Помнится, мне, если это не бред всех чувств моих, возмутившихся против души и насмехающихся над её страданиями, помнится мне, что я выбежал в поле и видел вдали церковь, озаренную светом пожара. Я бежал к ней как мертвец, уносящий Людмилу на кладбище… и это точно было кладбище – и я сложил мою ношу на свежую могилу, упал без сил и памяти….

Аврелий не мог продолжать далее: слезы брызнули из глаз его.

– Друг мой, – сказал Белосельский, – тебя тревожит призрак воображения: это сон, совершенно сходный со сном влюбленной Людмилы; я уверен, что ты проснулся не на кладбище…

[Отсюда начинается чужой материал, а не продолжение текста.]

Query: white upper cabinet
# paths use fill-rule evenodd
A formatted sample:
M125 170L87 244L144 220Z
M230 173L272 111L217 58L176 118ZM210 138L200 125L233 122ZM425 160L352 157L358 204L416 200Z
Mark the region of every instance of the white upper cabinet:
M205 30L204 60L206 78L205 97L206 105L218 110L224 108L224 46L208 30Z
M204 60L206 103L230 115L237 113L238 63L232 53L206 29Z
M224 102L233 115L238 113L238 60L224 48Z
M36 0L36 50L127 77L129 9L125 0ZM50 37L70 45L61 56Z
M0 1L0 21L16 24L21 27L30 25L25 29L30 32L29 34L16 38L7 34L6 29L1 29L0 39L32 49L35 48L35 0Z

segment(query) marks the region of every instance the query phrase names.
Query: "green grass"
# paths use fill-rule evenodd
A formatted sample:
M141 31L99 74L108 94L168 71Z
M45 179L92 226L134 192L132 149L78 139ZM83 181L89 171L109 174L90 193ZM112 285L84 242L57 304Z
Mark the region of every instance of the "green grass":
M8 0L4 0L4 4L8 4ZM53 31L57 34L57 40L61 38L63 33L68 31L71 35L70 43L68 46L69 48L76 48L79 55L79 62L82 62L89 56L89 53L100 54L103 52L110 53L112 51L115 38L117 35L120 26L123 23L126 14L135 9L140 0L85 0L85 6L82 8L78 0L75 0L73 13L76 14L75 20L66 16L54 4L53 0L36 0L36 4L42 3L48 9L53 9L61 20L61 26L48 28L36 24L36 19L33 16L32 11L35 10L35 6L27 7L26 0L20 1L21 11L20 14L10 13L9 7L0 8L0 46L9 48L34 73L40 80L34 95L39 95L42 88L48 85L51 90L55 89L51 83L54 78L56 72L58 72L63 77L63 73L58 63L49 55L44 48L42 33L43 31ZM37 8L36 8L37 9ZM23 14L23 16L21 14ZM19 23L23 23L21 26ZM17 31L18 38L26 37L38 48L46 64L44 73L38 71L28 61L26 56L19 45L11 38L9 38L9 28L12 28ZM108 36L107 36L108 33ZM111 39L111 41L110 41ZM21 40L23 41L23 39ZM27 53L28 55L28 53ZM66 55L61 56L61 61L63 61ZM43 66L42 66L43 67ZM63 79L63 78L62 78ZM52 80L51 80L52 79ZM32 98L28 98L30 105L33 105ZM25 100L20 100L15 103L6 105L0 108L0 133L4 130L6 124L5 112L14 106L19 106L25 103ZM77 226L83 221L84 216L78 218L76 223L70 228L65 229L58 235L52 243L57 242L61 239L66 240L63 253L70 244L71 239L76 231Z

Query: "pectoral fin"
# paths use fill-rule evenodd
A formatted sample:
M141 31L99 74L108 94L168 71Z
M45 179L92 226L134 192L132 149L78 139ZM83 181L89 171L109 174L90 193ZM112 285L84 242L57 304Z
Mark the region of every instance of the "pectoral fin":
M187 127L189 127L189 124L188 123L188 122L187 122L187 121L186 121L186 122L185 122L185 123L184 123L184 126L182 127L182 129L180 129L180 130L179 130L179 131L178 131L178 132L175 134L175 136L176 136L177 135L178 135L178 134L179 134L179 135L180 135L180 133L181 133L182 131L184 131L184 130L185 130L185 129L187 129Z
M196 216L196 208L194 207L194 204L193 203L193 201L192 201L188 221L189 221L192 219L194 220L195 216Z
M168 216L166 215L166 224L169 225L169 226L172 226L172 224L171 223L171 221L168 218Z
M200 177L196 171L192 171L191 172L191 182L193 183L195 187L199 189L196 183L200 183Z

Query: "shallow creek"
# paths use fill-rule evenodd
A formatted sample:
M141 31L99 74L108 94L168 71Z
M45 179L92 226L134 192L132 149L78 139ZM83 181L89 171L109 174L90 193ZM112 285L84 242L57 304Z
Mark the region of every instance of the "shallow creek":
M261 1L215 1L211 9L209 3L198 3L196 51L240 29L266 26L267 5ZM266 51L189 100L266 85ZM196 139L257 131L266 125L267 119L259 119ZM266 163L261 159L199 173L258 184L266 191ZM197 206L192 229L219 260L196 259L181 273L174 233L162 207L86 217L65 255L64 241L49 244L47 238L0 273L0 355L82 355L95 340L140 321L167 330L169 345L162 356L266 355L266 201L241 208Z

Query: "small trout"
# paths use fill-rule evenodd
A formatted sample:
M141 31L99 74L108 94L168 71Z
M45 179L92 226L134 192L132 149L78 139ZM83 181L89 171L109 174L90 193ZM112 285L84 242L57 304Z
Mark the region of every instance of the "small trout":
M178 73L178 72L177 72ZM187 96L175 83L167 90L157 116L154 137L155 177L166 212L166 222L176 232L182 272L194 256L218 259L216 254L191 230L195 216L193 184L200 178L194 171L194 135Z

– Странно было бы мне разуверять уверенность твою!.. Да, Белосельский, я проснулся не на кладбище, а в Москве, с завязанными руками, на Моросейке, в доме Графа Румянцева, в Комитете Городского Правления, учрежденного неприятелем. Там обвинили меня в зажигательстве Москвы и прочитали уже приговор повесить на фонаре; но Голова Находкин, зная лично отца моего, спас меня от виселицы. Меня привели в башню, где содержалась толпа Русских пленников разных состояний людей, употребляемых в работу. Между ними встретил я своего доброго дядьку, который, отыскивая меня по Москве, также попал в плен. Чрез несколько дней, во время которых заставляли нас очищать ходы в подземельях Кремлёвских, воспользовавшись слабым надзором французов, мы ушли, и обязаны своим спасением отчаянному арестанту временной тюрьмы, выпущенному на волю пред вступлением французов. Выбравшись из подземелий во время ночи, я вышел из Москвы с моим Павлом, явился в казацкий отряд Иловайского, и, пожелав вступит в службу, был принят Волонтером. Командировка в главную квартиру армии, успех данных мне поручений и сражение при Тарутине, обратили на меня внимание, которого в сущности я был недостоин. Я был храбр во время безумия; я искал смерти: мне казалось, что только за гробом встречу я опять Лидию. О, я торопился умереть!.. Судьба хранила меня, а ты спас меня, Белосельский!

Аврелий остановился, глубоко вздохнул.

– Друг, Аврелий! – сказал Белосельский, – вздох твой, может быть, упрекает меня; но если-б я и знал твое странное желание, то и тогда бы не допустил коснуться до тебя французскому палашу, ибо на тебя не потеряли еще права свои отечество и дружба.

Продолжение разговора Аврелия с Белосельским было прервано приходом старого Павла, который во время сражения находился в вагенбурге, в нескольких верстах от поля битвы; с слезами на глазах вбежал он в комнату, бросился на колени перед постелью Аврелия и зарыдал. Слова Аврелия успокоили его; а уверения вошедшего доктора что, хотя раны Аврелия велики, требуют долгого лечения, но не опасны – прояснили лице доброго старика.